Я перешагнула через порог. Она медленно отступила назад, не сводя с меня воспалённых уставших глаз.

- Телефон разрядился, - пробормотала я и, сбросив балетки и потупив взгляд, ушла в свою комнату.

Я слышала, что мама постояла в прихожей, а потом так же медленно, чуть шоркая ногами, что раньше за ней не наблюдалось, ушла в спальню.

Я сбросила с себя вымокшие худи, джинсы и топ, натянула домашнюю выцветшую футболку и села с ногами на кровать, подтянув к себе коленки.

За окном грохнул разряд грома, и я вздрогнула. До меня дошло, что папы и Мишки нет дома. Они где-то там, ищут меня по ночному дождливому городу.

А родная мама? Она – где? С ними?.. Или просто не вышла из комнаты...

«Она ведь любила дождь...»

Я легла в постель, с головой укрывшись одеялом. Меня начало трясти. И трясло до тех пор, пока во входной двери не заскрежетал ключ.

Я слышала, как папа и брат тихо разделись, повесили куртки и молча разошлись по квартире.

Я высунула лицо из-под одеяла. Стены и потолок ежесекундно озаряли вспышки молнии. Снаружи всё бурлило и рокотало. Не припомню, чтобы когда-то раньше так бушевала стихия...

Всё внутри сковал детский страх. И вспомнилось вдруг... давно мною забытое...

Когда я была ещё маленькой Варёнкой (так называл меня Мишка), я при первых раскатах ночного грома бежала в комнату брата.
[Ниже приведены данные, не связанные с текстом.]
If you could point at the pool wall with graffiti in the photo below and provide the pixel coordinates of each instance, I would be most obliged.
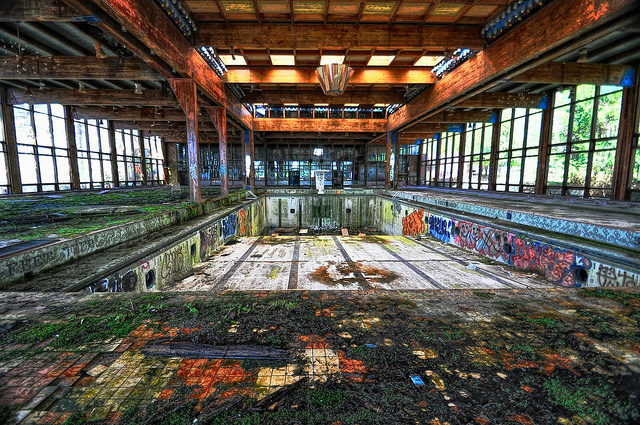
(556, 260)
(160, 269)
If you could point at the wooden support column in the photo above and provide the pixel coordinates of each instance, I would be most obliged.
(252, 156)
(171, 161)
(73, 151)
(245, 151)
(186, 93)
(143, 156)
(219, 117)
(493, 159)
(114, 159)
(366, 163)
(624, 154)
(463, 142)
(396, 156)
(436, 178)
(387, 162)
(8, 120)
(543, 154)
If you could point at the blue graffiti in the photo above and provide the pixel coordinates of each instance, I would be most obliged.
(440, 228)
(229, 226)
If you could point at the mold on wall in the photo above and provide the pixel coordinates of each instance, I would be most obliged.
(320, 212)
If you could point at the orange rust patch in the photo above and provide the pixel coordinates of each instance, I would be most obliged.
(523, 419)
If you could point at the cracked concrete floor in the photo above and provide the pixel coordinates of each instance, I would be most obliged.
(350, 263)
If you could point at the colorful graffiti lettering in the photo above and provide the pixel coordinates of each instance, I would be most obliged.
(562, 266)
(413, 223)
(229, 226)
(483, 240)
(115, 283)
(172, 263)
(243, 222)
(440, 227)
(208, 237)
(610, 276)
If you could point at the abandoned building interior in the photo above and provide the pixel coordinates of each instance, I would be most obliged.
(320, 212)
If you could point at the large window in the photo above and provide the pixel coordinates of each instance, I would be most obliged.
(94, 153)
(634, 186)
(430, 152)
(43, 152)
(449, 157)
(584, 140)
(518, 150)
(477, 154)
(128, 157)
(154, 160)
(4, 166)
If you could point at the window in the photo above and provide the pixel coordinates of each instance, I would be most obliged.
(476, 157)
(128, 157)
(43, 151)
(518, 149)
(430, 149)
(634, 185)
(584, 140)
(154, 160)
(94, 153)
(4, 166)
(449, 157)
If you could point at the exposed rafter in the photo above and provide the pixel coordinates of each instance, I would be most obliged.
(318, 36)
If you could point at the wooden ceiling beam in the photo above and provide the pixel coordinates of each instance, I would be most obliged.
(38, 11)
(339, 36)
(322, 125)
(365, 76)
(502, 100)
(310, 97)
(130, 114)
(556, 29)
(92, 97)
(146, 21)
(454, 117)
(573, 74)
(75, 68)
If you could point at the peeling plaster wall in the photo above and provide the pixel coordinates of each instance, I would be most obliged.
(558, 261)
(159, 270)
(34, 261)
(321, 212)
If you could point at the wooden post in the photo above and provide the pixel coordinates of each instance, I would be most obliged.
(186, 93)
(114, 159)
(545, 141)
(366, 163)
(436, 178)
(15, 184)
(624, 154)
(243, 152)
(396, 156)
(493, 159)
(463, 142)
(171, 159)
(252, 153)
(219, 117)
(387, 159)
(73, 151)
(143, 156)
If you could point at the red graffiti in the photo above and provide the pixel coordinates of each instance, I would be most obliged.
(413, 223)
(553, 263)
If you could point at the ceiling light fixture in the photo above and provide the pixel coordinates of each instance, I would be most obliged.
(334, 78)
Мы вместе забирались под его одеяло, включали фонарик и читали книгу. Точнее, Мишка читал, а я слушала, прислонившись к его плечу. Иногда, если гроза была в ночь на субботу или воскресение, и родителям не нужно было рано идти на работу, мы приходили к ним. Шутили, говорили и смотрели на папином ноутбуке комедии.

Какое это было время... как бы я хотела вернуть его вспять...

Маленькая Варёнка никогда не чувствовала себя приёмышем. У Варёнки была самая лучшая семья на свете – понимающая, крепкая и любящая.

Приёмышем я стала в последнее время. Около года я живу сама по себе.



За стеной мерно жужжал Мишкин компьютер. Я знала, что он не спит. Я знала, что он сидит за столом, глядя в окно. И думает о том же, что и я.

Мишка... он был для меня всем.

У меня никогда не хватит слов, чтобы описать, как сильно я его любила. И как сильно я люблю его сейчас.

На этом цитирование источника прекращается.